"محاربة" - Translation from Arabic to Turkish

    • karşı
        
    • savaşamazsın
        
    • savaş
        
    • kavga
        
    • savaşmaya
        
    • bir savaşçı
        
    • savaşmayı
        
    • savaşçıydı
        
    • savaşamayız
        
    • bir savaşçısın
        
    • bir savaşçıyım
        
    • savaşabilirsin
        
    • savaşta
        
    • karşılık
        
    • savaşmalıyız
        
    Ya eğer yanlış düşmana karşı savaşıyorsak, insülin direncinden ziyade obezite ile savaşıyorsak? TED ماذا لو أننا نحارب المشكلة الخطأ، محاربة السمنة عوضاً عن محاربة مقاومة الإنسولين؟
    Hava bu kadar sıcakken, iç engellemelerinle savaşamazsın, yavrum. Open Subtitles تجاوزْ هذا الحرِ، أنت لا تَستطيعُين محاربة المنع.

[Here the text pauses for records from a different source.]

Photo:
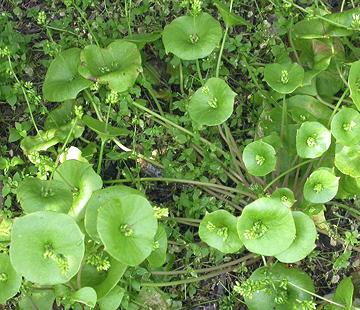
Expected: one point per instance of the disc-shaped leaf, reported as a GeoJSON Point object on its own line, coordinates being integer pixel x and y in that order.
{"type": "Point", "coordinates": [213, 103]}
{"type": "Point", "coordinates": [127, 227]}
{"type": "Point", "coordinates": [354, 83]}
{"type": "Point", "coordinates": [266, 227]}
{"type": "Point", "coordinates": [62, 81]}
{"type": "Point", "coordinates": [321, 186]}
{"type": "Point", "coordinates": [259, 158]}
{"type": "Point", "coordinates": [46, 247]}
{"type": "Point", "coordinates": [118, 65]}
{"type": "Point", "coordinates": [312, 140]}
{"type": "Point", "coordinates": [345, 126]}
{"type": "Point", "coordinates": [270, 280]}
{"type": "Point", "coordinates": [158, 256]}
{"type": "Point", "coordinates": [10, 281]}
{"type": "Point", "coordinates": [105, 131]}
{"type": "Point", "coordinates": [284, 78]}
{"type": "Point", "coordinates": [304, 241]}
{"type": "Point", "coordinates": [192, 37]}
{"type": "Point", "coordinates": [100, 198]}
{"type": "Point", "coordinates": [218, 230]}
{"type": "Point", "coordinates": [347, 159]}
{"type": "Point", "coordinates": [39, 195]}
{"type": "Point", "coordinates": [83, 180]}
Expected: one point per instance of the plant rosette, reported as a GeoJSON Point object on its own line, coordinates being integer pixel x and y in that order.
{"type": "Point", "coordinates": [192, 37]}
{"type": "Point", "coordinates": [46, 247]}
{"type": "Point", "coordinates": [312, 140]}
{"type": "Point", "coordinates": [259, 158]}
{"type": "Point", "coordinates": [266, 227]}
{"type": "Point", "coordinates": [321, 186]}
{"type": "Point", "coordinates": [213, 103]}
{"type": "Point", "coordinates": [218, 230]}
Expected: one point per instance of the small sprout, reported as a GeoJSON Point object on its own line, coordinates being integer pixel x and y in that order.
{"type": "Point", "coordinates": [126, 230]}
{"type": "Point", "coordinates": [160, 212]}
{"type": "Point", "coordinates": [284, 77]}
{"type": "Point", "coordinates": [257, 231]}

    Usta'nın söylediği gibi, N'kadar çok mücadele, O kadar iyi savaş. Open Subtitles كما قال فو شي ما, وأنا أكثر محاربة أصبح أكثر شراسة
    Eğer canın kavga etmek istiyorsa benimle dövüş. Open Subtitles إنت أردت محاربة شخص ما ، حاربني انا أيها الجبان
    Geçen hafta suçlularla savaşmaya karar verdin diye bu değişmeyecek. Open Subtitles وهذا لا يتغيرُ فجاة لأنَّكِ قررتِ محاربة الجريمة الأسبوعَ الماضي.

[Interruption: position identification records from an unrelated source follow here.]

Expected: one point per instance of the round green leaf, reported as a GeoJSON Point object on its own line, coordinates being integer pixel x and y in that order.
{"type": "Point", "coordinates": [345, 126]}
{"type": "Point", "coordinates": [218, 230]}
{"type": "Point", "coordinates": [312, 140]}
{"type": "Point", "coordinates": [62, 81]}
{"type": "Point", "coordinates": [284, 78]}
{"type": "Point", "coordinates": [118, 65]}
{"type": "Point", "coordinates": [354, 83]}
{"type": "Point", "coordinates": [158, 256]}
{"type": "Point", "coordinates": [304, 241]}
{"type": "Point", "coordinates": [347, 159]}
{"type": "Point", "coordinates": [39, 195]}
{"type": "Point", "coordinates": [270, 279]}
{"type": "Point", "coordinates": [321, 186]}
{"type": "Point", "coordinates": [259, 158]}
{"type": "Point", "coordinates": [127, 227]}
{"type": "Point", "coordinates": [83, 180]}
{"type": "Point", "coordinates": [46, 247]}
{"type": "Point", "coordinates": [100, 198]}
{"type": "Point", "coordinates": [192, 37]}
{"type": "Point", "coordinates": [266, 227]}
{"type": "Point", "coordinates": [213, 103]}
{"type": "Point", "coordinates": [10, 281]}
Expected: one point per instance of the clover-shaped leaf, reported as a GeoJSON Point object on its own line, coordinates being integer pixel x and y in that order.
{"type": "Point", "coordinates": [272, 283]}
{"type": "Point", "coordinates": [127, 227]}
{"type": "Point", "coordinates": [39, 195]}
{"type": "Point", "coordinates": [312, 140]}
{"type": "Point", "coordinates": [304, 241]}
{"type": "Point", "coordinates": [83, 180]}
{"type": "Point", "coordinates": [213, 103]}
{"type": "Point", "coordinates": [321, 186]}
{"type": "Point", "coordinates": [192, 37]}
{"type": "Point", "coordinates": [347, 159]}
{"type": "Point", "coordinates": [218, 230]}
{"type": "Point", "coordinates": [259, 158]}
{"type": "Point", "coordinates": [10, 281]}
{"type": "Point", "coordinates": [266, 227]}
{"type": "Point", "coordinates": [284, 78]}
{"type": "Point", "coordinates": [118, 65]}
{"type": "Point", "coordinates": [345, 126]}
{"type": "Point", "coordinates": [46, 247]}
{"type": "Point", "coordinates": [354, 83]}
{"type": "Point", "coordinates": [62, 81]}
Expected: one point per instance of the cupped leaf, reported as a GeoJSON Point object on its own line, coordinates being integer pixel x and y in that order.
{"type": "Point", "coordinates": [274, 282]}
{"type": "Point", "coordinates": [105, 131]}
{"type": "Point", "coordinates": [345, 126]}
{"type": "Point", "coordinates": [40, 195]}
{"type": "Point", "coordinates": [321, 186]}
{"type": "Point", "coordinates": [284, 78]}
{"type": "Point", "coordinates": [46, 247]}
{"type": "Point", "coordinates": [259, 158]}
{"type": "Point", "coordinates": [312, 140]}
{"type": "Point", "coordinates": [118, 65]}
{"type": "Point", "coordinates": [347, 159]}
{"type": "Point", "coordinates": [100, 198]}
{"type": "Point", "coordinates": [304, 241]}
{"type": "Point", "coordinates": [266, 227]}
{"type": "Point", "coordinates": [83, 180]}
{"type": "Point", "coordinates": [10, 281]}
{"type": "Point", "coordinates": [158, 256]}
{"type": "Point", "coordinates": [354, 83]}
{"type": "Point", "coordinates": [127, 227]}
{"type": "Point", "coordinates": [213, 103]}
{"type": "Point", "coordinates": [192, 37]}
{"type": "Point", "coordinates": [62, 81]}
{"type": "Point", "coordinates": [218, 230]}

    - Bunu bir kılıç olmadan ve bir savaşçı olmadan yaptım. Open Subtitles ! كيف فعلت ذلك؟ فعلتها بدون سيف وبدون أن أكون محاربة
    Her müslümana korkuyla, şüpheyle ya da nefretle bakan bir dünyayla savaşmayı seçti. Open Subtitles أرادت محاربة العالم الذي ينظر لكافة المسلمين بنظرة تعتريها خوف وشك أو كره
    İnan ya da inanma, bir zamanlar içimizdeki en ateşli savaşçıydı. Open Subtitles فسواء صدقتي أم لا لقد كانت أقوى محاربة هنا
    Evet, ama o olmadan cücelerle savaşamayız. Open Subtitles أجل، لكننا لا نستطيع محاربة الأقزام بدونها
    Tanık, Ricky Waters, askerlere, ayaklanmaya karşı koyma teknikleri öğretiyordu. Open Subtitles هذا الشاهد ريكي ووترز يدرب الجنود على طرق محاربة المتمردين
    Başka bir gazi olan Jacqueline Sharp tarafından buna sertçe karşı çıkıldı. Open Subtitles تلقى الكثير من المعارضة و خاصة من محاربة قديمة أخرى، جاكلين شارب.

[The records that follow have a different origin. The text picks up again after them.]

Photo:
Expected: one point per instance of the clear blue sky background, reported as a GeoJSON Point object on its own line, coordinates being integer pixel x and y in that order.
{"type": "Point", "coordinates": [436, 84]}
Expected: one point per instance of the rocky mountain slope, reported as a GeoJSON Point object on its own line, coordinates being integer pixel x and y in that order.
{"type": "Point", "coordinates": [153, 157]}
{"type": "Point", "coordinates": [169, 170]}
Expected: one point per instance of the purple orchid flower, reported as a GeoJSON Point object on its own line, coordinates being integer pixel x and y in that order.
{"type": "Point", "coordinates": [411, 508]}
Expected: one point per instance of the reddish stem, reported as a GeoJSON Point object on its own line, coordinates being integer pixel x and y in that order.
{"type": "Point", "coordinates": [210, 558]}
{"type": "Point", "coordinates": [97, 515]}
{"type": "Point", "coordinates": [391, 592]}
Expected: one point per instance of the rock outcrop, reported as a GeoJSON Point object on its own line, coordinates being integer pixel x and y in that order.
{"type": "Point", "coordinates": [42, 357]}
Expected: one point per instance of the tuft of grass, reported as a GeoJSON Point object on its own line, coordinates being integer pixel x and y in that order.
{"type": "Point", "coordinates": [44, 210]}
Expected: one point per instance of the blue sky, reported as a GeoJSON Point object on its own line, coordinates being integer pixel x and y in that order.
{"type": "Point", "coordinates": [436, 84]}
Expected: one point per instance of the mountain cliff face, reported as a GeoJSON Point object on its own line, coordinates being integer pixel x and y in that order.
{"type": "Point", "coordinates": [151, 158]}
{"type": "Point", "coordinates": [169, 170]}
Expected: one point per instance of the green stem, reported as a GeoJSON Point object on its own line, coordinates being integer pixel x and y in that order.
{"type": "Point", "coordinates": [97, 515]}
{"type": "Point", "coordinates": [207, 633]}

    O kostümle suçla savaşamazsın. Pantolonun o kadar dar ki kurbağa gözü oldu. Open Subtitles لا يمكنك محاربة الجريمة هكذا بنطالك ضاغط للغاية, لديك أعين كالضفدع
    Ne istediğini bilmediğin bir düşmanla savaşamazsın. Open Subtitles لا يمكنك محاربة اى عدو إذا لم تكن على علم بما يريد
    Juliette için en iyi şansımız onun savaş pilotu geçmişine odaklanmamız. Open Subtitles يبدو أن أفضليتنا مع جولييت هو التركيز على تايلور كطيارة محاربة
    Belki de bunun için kavga etmeyi bırakmalıyız. Open Subtitles ربما حان الوقت لنتوقف عن محاربة هذا الأمر.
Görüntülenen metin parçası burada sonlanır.